明代高濂《玉簪記》的〈秋江〉一折,描寫小道姑為了愛情來追書生,江水不能相隔。她不為私奔,不求團圓,就為了心中一份感情的承諾與保存。兩人於是再會輕舟,互訴情衷。這段驚心之恨別,江以寄情,情以激江,唱歎間叫人心魂都揪了起來!

崑曲在戲台上獨特的抽象性,幻化出一種無限寬廣、無限延伸可能的空間感。
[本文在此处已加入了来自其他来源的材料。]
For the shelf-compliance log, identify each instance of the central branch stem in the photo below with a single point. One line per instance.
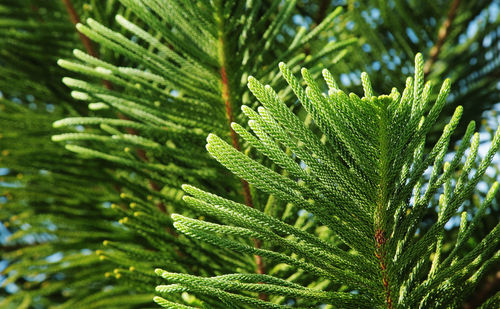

觀眾透過這對小情侶的身段與眼神,宛如迎面而來的就是白露橫江、水光接天。綿綿一份情,委屈的廝守在波濤浪湧之上,何其渺微、又何其堅毅。蒼茫宇宙,因著人類這份純粹不渝的信念也要風雲褪色啊!崑曲這種抽象性,使觀眾更直接的聯接到自身的人生閱歷,更直接的專注到凡人所共有共通的情感本質。其感發之力,比之具形具象往往是有過之而無不及。

白先勇先生繼《牡丹亭》之後,重新大力創新了這齣已經四百多歲的老崑曲,2008年底於蘇州首演。他引入了西方舞台藝術的新元素,同時,也正大光明、又遊刃有餘的展現了傳統琴曲書畫的意與境,真是風流好看!

辛意雲老師在《色膽包天玉簪記》(天下文化,2009年)書後有一篇跋文〈精采的傳承〉,把「情」在傳統中的地位與份量,沿著思想脈絡作了賅要的說明。這裡節錄一小段,讀者同時可以看到白先勇先生那種返老還童的可愛、熱愛藝術的衝動。情境活靈活現,如在目前。

…佛家從東漢後期,經魏晉南北朝、以至隋唐的「空性」,到這時候,也都回歸「情」字上。是以明美學家張琦進一步說:「人,情種也。人而無情,不至於人矣!何望其至人乎?」這個觀念,即使明朝覆亡,進入清朝,也沒有消散。清代大文豪袁枚還繼續說:「萬物俱生於情,何況人乎?人之情,有癡情、柔情、深情、屈情、私情、閑情、留情等。」

《玉簪記》的作者高濂,就生活在那個以「情」為「人之本」,「生命之本」的時代。那時代「情」是人們最高的審美核心。人們透過「情」面對這世界,以至於發展出一個以「情性」為美的世界,因此一切藝術、文學、詞曲、戲劇、生活都以「情」為「母體」。「情」就是明人的「美學」。明人在「心學」的影響下,在生命的覺醒中,體認到自我的「生命價值」與「個性」,就在「自我情性」的解放。並通過藝術的手法,將這份審美情感全面釋放,並傳播給社會大眾,以促成社會大眾的覺醒。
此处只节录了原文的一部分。